The first organizational diagnostic procedures available on the market (e.g. Neuberger, 1975; Udris & Alioth, 1980; Rosenstiel, Falkenberg, Hehn, Henschel & Warns, 1983), which included "cooperation with colleagues" as a dimension, were often insufficient. There was a lack of a holistic scientific measurement method aligned to teams. For some time now, there have been individual methods that attempt to close this gap (Haak, 1994, Brodbeck, Anderson & West, 2000, Kauffeld, 2001). However:
In addition, several questionnaires have been published (e.g. Francis & Young, 1996; Moran, Musselwhite & Zenger, 1997), some of which are used in company practice, but which do not meet the scientific quality criteria of a measurement method, hardly show any relation to objective team performance and often have questionable scope for interpretation.
Observation instruments developed within the framework of small group research (e.g. Bales & Cohen, 1982) are not relevant for company practice due to the very high effort involved (systematic observation by trained observers) (Haase, 1999; Kauffeld, 1999).

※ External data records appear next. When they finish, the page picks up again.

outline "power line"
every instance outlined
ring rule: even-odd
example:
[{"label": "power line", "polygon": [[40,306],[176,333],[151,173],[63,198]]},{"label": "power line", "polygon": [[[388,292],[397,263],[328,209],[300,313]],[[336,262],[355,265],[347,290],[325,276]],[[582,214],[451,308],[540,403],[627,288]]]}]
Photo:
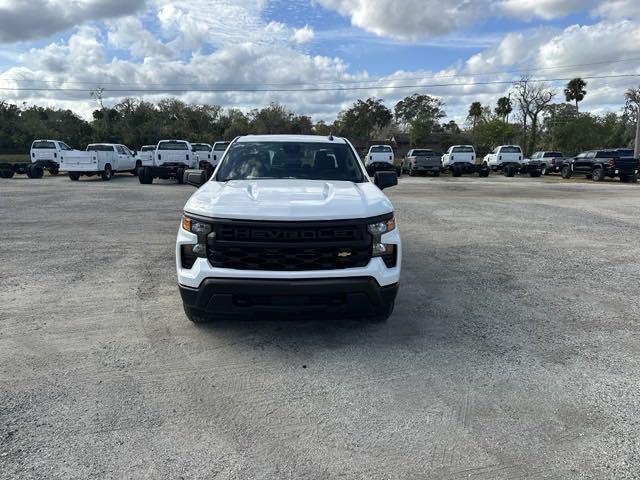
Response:
[{"label": "power line", "polygon": [[[603,61],[599,61],[599,62],[588,62],[588,63],[576,63],[576,64],[572,64],[572,65],[557,65],[554,67],[540,67],[540,68],[527,68],[527,67],[522,67],[521,69],[518,70],[502,70],[502,71],[493,71],[493,72],[484,72],[484,73],[468,73],[468,74],[455,74],[455,75],[423,75],[423,76],[411,76],[411,77],[402,77],[402,78],[393,78],[393,77],[387,77],[387,78],[377,78],[377,79],[371,79],[371,80],[355,80],[355,79],[345,79],[345,80],[334,80],[331,82],[314,82],[314,83],[310,83],[310,82],[265,82],[265,83],[260,83],[261,86],[265,86],[265,87],[277,87],[277,86],[309,86],[309,85],[335,85],[335,86],[341,86],[341,85],[349,85],[349,84],[369,84],[369,83],[383,83],[383,82],[395,82],[395,81],[408,81],[408,80],[433,80],[433,79],[446,79],[446,78],[457,78],[460,77],[461,75],[463,76],[475,76],[475,77],[484,77],[484,76],[489,76],[489,75],[522,75],[522,74],[527,74],[527,73],[536,73],[536,72],[542,72],[542,71],[549,71],[549,70],[565,70],[565,69],[569,69],[569,68],[576,68],[576,67],[588,67],[588,66],[596,66],[596,65],[608,65],[608,64],[613,64],[613,63],[621,63],[621,62],[633,62],[633,61],[637,61],[640,60],[640,57],[635,57],[635,58],[618,58],[618,59],[612,59],[612,60],[603,60]],[[581,77],[581,78],[586,78],[586,77]],[[13,78],[13,77],[0,77],[0,81],[5,80],[5,81],[13,81],[13,82],[25,82],[25,83],[46,83],[46,84],[55,84],[55,83],[64,83],[64,84],[71,84],[71,85],[88,85],[88,86],[95,86],[95,85],[100,85],[100,86],[106,86],[106,85],[115,85],[115,86],[119,86],[122,88],[125,88],[127,85],[133,85],[138,86],[138,84],[135,83],[126,83],[126,82],[103,82],[103,81],[85,81],[85,80],[38,80],[38,79],[30,79],[30,78]],[[197,88],[202,88],[202,89],[209,89],[209,88],[214,88],[214,87],[210,87],[204,84],[198,84],[198,83],[145,83],[144,85],[147,86],[158,86],[158,87],[191,87],[193,89],[197,89]],[[234,89],[238,88],[237,87],[237,83],[218,83],[216,84],[217,87],[224,87],[224,86],[232,86]],[[246,88],[250,88],[252,84],[246,84],[244,85]],[[216,88],[217,88],[216,87]],[[372,86],[372,88],[375,88],[376,86]],[[256,87],[257,88],[257,87]],[[362,87],[364,88],[364,87]],[[132,89],[127,88],[127,91],[132,91]],[[164,91],[165,89],[163,89]],[[112,91],[117,91],[117,90],[112,90]],[[191,91],[191,90],[190,90]],[[198,91],[198,90],[193,90],[193,91]]]},{"label": "power line", "polygon": [[[583,76],[585,80],[600,80],[611,78],[634,78],[640,77],[640,74],[620,74],[620,75],[595,75]],[[568,82],[572,78],[540,78],[530,79],[532,82]],[[304,93],[304,92],[343,92],[343,91],[360,91],[360,90],[403,90],[403,89],[424,89],[424,88],[447,88],[447,87],[470,87],[483,85],[512,85],[517,80],[492,80],[485,82],[459,82],[459,83],[430,83],[430,84],[411,84],[411,85],[375,85],[375,86],[354,86],[354,87],[330,87],[330,88],[104,88],[104,92],[109,93]],[[85,88],[62,88],[62,87],[0,87],[2,91],[19,91],[19,92],[86,92]]]}]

In addition, there are several methods which are limited to personality typologies (e.g. Belbin, 1981; Myers & Mc Caulley, 1985; Fahden, 1993) and which focus on different roles of team members. Other performance prerequisites for successful teamwork are not considered. In addition, it is questionable to what extent practical degrees of freedom exist for the composition of teams or for changing the team composition in order to do justice to different personality characters.
In view of current developments in recent years, continuous learning processes and learning from mistakes are prove to be increasingly important for successful teamwork (cf. West & Markewicz, 2004; Mohr & Otto, 2005; Bauer & Mulder, 2007, Sonntag & Stegmaier, 2008). To the authors' knowledge, diagnostic procedures with a focus on learning processes in teams have so far been completely lacking. Here one can speak of a real "instrument gap".

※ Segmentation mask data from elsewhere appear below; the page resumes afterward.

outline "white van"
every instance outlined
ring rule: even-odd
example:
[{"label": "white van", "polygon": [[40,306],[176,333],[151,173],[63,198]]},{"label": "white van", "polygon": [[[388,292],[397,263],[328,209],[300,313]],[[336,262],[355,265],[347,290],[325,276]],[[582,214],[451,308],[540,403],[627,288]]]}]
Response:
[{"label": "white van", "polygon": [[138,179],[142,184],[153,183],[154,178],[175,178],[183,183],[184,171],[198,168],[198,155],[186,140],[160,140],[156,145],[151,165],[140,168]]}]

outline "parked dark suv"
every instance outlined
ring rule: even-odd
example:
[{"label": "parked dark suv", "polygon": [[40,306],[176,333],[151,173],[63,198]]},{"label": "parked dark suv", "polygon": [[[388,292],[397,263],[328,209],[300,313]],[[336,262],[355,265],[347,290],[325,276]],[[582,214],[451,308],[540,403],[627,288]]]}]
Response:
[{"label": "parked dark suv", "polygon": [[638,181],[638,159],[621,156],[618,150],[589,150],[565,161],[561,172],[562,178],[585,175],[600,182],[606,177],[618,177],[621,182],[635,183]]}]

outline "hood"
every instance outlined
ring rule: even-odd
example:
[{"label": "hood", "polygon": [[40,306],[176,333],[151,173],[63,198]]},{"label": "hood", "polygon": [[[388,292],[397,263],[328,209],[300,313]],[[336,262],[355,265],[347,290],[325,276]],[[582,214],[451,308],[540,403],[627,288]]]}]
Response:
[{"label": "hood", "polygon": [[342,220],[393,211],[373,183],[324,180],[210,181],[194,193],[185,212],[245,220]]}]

A further challenge exists with regard to different team types. In the field of team types, there is a research gap regarding the determinants of effectiveness (Kozlowski & Bell, 2003). This is also reflected in the fact that currently common team diagnostic procedures do not adequately capture the particularities of different team types.
Problems in the application of team diagnostic procedures also arise because the peculiarities of the surveyed organizations, such as certain internal notations, are often not taken into account. This can lead to comprehension problems for the respondents and reduce the quality of the results. Practical solutions are necessary for this.
With TeamPuls®, a measurement method has been developed that offers practicable solutions for the requirements listed above. The holistic assessment of performance relevant factors of a team is in the foreground. In addition, special aspects of certain team types can be evaluated.
The basis for the process design of TeamPuls® is a combination of several theoretical concepts and the practical experience of many years of team consulting. Among the theoretical foundations are the "System of Participative Productivity Management" by Pritchard, Kleinbeck & Schmidt (1993), the "Goal-setting Theory" by Locke & Lathem (1990), the theory of team reflexivity by West (1996), the "Job Characteristic Model" by Hackman & Oldham (1974), the "Approach of Theme-Centred Interaction" by Cohn (1995), the "Degree of Maturity" by Hersey & Blanchard (1979), general team typologies (cf. Sundstrom, McIntyre, Halfhill, and Richards, 2000), the "Normative Approach to Leadership Decisions" according to Vroom & Yetton (1978), and the categories of self-regulation of groups, which Susman (1976) formulated following on from the "Autonomy Criteria" of Gulowsen (1972).